There is no question with passing static argument set in registers, it is good for resource saving. But if we look into a function that then interprets arguments and so calls va_start
for them, we will see that va_start
is converted into putting all possible arguments (typically, much more than present really) onto stack; for example, full emulation of printf
via vfprintf
starts with (I compacted similar rows to avoid too long listings):
my_printf:
endbr64
; nearly unconditional saving
subq $216, %rsp
movq %rsi, 40(%rsp)
<...>
movq %r9, 72(%rsp)
testb %al, %al
je .L2
movaps %xmm0, 80(%rsp)
<...>
movaps %xmm7, 192(%rsp)
; repacking into registers for enclosed vfprintf
.L2:
movq %fs:40, %rax
movq %rax, 24(%rsp)
xorl %eax, %eax
movl $8, (%rsp)
movl $48, 4(%rsp)
leaq 224(%rsp), %rax
movq %rax, 8(%rsp)
leaq 32(%rsp), %rax
movq %rax, 16(%rsp)
movq %rsp, %rcx
movq %rdi, %rdx
movl $1, %esi
; finally, call the function
movq stdout(%rip), %rdi
call __vfprintf_chk@PLT
... skipped epilogue
Here 192 bytes of VA frame. Similarly, AArch64 version pushes 184 bytes (x1..x7 and q0..q7).
If the variadic tail of any function call had been always put on stack, things would have got much simpler in code and cheaper in runtime, because all packing and copying had not been needed. va_start
would have been reduced to a single move of variadic list starting location (in stack) to a variable.

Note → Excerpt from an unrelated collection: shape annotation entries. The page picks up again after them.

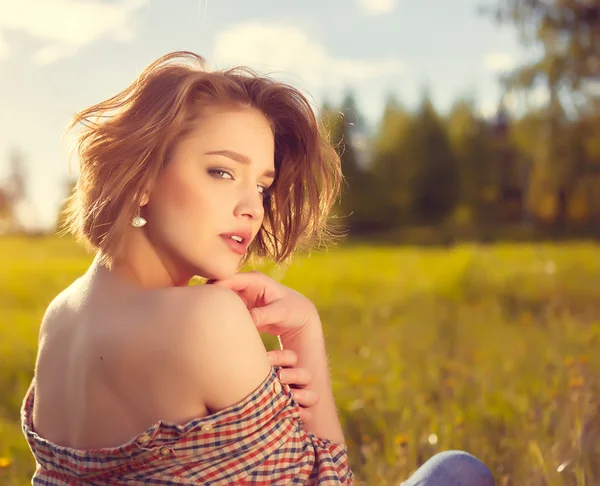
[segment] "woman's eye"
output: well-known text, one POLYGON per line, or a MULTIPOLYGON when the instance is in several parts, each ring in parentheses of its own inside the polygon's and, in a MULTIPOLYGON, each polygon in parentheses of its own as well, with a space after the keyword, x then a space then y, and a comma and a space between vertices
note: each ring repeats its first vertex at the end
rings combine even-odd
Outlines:
POLYGON ((233 176, 226 170, 210 169, 208 173, 212 176, 216 176, 218 179, 233 179, 233 176))
POLYGON ((271 188, 265 186, 258 186, 258 192, 264 197, 268 197, 271 194, 271 188))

This is how it really worked with i386 (where all arguments were passed on stack). Assembly output of the same trivial wrapper for Linux/i386:
my_printf:
pushl %ebx
subl $8, %esp
call __x86.get_pc_thunk.bx
addl $_GLOBAL_OFFSET_TABLE_, %ebx
leal 20(%esp), %eax ; <--- This is va_start
pushl %eax ; VA pointer pushed for vfprintf
pushl 20(%esp)
pushl $1
movl stdout@GOT(%ebx), %eax
pushl (%eax)
call __vfprintf_chk@PLT
Here, the question: why variadic arguments implementation, at least for x86-64 and aarch64, is that complicated and resource wasting?
(I could imagine that there were cases when two styles, both with fixed arguments and with a variadic list, should have been equally allowed in function declarations of the same function. But I donʼt know a case for it. The mentioned open
is unlikely the one.)
Note that not all calling conventions do so. For example, the AArch64 calling convention used on macOS passes variadic arguments on the stack.
That said, a key motivation for passing variadic arguments in registers is that this makes it so neither caller nor callee need to know if a function is variadic or not. For example, if you were to call a prototype-less function declared such:
int printf();
you wouldn't be able to know if it's a variadic function or not. But by virtue of variadic and non-variadic functions having the same calling convention, the caller can simply set AL as if it was a variadic function and call it, with the callee ignoring AL if it is not.
This is not possible with the macOS calling convention, where executing programs that don't consistently declare variadic functions with prototypes will fail.